In 1977, Appellant Gallagher obtained subdivision and land development approval to subdivide his property into 21, one-acre lots.  At the time the plan was recorded, it required road and other improvements.  While some work was done, the required improvements were never completed.  In 1990, however, the individual lots were assessed by the municipality and Gallagher paid the taxes due on each of the lots.  In 2000, the Township amended its zoning ordinance to require a two-acre lot minimum in the R-1 district in which the property was located.  The property owner filed an action seeking an order that he was not required to comply with the two-acre minimum set forth in the new ordinance.  The Trial Court determined that, because Gallagher had paid taxes on the individual lots since 1990, the one-acre lots were valid, non-conforming uses under the new ordinance.  The Township filed a post-trial motion seeking to reverse the decision and, when the Trial Court refused, the Township filed an appeal with the Commonwealth Court.

The Commonwealth Court first noted that, under Section 508(4) of the Municipalities Planning Code, a landowner has five years (although at the time of the events in this matter, the time period was three years) to develop the property according to an approved land development plan, irrespective of any intervening changes in zoning.  The Trial Court found that, under this provision, the landowner was not entitled to protection for the road improvements because they were not completed within the statutory time period, but because the lots had been assessed before the zoning change, the landowner was not subject to the new two-acre minimum requirement.  The Commonwealth Court rejected this holding.  One of the conditions attached to the original approval required the landowner to make all road and other improvements and obtain a certificate of approval from the Township before selling any lots.  Because this was not done, the landowner is now subject to the current ordinance requirements.

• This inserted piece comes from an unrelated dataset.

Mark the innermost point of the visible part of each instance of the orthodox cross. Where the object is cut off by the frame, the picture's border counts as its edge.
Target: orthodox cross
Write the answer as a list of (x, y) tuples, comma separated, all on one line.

The fact that the landowner paid taxes on the one-acre lots does not change the result, as the tax bills were sent by the Board of Assessments, not the Township, and the Township received only approximately $2,000 in tax revenue.  Receiving this tax revenue does not constitute active acquiescence in non-conforming lots for purposes of Pennsylvania law.  Instead, the landowner is bound by the provisions of the new ordinance.